Klik untuk memperbesar gambar. Ilustrasi oleh Konstantin Maler.
Berdasarkan penelitian Kinsey pada 2004, tingkat seksisme di Rusia cukup tinggi. Perbedaan jenis kelamin memang telah diabaikan secara politik, tetapi opini publik dan praktik sosial di negara tersebut masih sangat seksis. Sebagai salah satu negara pertama di dunia yang memberi hak pilih bagi kaum perempuan, kondisi ini membuat Rusia seolah mengalami ‘kemunduran’ dalam kesetaraan gender.

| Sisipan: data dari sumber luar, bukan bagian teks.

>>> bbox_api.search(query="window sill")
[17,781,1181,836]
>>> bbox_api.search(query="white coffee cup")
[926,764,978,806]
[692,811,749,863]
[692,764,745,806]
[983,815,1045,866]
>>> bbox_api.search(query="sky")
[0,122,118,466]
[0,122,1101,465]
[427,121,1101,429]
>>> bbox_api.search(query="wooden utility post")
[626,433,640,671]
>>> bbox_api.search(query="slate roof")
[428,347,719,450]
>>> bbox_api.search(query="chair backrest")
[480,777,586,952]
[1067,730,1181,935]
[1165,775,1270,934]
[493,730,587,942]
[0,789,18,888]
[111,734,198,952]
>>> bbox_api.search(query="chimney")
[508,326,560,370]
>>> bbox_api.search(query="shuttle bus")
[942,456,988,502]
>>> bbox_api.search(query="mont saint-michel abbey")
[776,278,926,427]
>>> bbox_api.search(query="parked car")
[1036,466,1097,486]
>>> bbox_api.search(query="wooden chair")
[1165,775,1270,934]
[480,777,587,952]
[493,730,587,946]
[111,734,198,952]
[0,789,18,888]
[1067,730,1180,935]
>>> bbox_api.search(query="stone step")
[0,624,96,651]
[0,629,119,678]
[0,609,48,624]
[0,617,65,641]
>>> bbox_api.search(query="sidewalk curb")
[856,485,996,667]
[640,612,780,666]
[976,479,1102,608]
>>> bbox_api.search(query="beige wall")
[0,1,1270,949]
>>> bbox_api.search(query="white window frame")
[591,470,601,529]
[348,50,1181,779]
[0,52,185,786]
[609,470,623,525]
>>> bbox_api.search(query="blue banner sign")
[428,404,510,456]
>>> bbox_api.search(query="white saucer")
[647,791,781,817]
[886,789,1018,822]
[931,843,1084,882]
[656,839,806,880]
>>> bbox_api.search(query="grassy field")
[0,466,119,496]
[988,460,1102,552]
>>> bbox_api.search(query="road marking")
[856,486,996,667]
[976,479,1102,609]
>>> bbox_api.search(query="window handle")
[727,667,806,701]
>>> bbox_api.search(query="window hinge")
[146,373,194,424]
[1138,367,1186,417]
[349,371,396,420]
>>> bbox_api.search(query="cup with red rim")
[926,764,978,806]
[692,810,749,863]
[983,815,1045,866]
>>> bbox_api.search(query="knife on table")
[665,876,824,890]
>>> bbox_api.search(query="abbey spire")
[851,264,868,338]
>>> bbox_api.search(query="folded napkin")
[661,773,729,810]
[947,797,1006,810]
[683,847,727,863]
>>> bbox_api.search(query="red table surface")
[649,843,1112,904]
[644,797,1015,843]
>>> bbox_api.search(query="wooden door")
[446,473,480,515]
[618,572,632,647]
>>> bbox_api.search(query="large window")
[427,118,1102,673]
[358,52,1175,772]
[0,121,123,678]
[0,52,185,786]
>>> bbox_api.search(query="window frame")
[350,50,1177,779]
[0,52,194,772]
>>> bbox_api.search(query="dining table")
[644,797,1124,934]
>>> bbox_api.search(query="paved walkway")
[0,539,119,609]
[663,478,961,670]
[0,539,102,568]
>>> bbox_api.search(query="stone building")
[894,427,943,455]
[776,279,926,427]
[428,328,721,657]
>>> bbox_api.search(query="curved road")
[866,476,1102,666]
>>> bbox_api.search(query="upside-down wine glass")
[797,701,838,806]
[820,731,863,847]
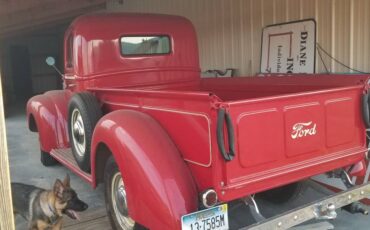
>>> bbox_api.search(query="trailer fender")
[26,90,69,152]
[91,110,198,229]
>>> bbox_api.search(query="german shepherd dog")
[12,174,88,230]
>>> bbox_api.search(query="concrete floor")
[6,106,370,230]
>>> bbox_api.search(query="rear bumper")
[240,183,370,230]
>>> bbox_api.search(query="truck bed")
[96,75,368,201]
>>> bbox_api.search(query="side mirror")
[45,56,55,66]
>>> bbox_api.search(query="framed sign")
[260,19,316,73]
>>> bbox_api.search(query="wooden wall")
[107,0,370,75]
[0,67,14,230]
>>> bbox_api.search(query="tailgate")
[218,86,366,200]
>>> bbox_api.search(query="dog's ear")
[63,173,71,188]
[53,179,64,198]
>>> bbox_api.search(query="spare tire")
[68,92,102,172]
[256,182,304,204]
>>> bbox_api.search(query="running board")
[239,183,370,230]
[50,148,93,184]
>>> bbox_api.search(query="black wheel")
[257,182,304,204]
[104,157,146,230]
[68,93,102,172]
[40,150,58,167]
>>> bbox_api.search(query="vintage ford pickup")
[27,13,370,230]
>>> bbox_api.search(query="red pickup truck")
[27,13,370,230]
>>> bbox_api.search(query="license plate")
[181,204,229,230]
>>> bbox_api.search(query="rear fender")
[91,110,198,230]
[27,90,69,152]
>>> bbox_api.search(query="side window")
[66,34,73,68]
[120,35,171,56]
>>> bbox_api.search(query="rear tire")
[257,182,304,204]
[40,150,58,167]
[104,156,146,230]
[68,93,102,172]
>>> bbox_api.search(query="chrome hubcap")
[71,109,86,157]
[111,172,135,229]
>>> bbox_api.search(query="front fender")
[92,110,198,230]
[26,90,69,152]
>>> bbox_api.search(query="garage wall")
[107,0,370,75]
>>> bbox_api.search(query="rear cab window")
[120,35,171,56]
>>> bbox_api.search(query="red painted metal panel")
[284,103,325,158]
[237,108,284,168]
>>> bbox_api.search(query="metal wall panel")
[107,0,370,75]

Perbedaan jenis kelamin menjadi landasan kuat dalam pembagian peran gender. Orang Rusia umumnya mematuhi peran gender yang relatif ketat. Perempuan harus menjaga penampilan, menginginkan banyak keturunan, mengurus rumah tangga, dan bersikap anggun. Sebaliknya, laki-laki harus memikul semua tanggung jawab keuangan, melindungi perempuan, dan berperilaku maskulin.
Hal yang mengherankan ialah perempuan Rusia cenderung mempertahankan pembagian peran gender tersebut, bahkan lebih teguh daripada laki-laki. Dalam penelitian terbaru Levada Center, hanya 38 persen masyarakat Rusia yang mendukung kesetaraan dalam kehidupan berumah-tangga. Tugas memasak, membersihkan rumah, mengurus anak, dan beban domestik lain dicap sebagai tugas eksklusif perempuan. Sementara, satu-satunya tugas khusus laki-laki adalah terjun ke medan perang.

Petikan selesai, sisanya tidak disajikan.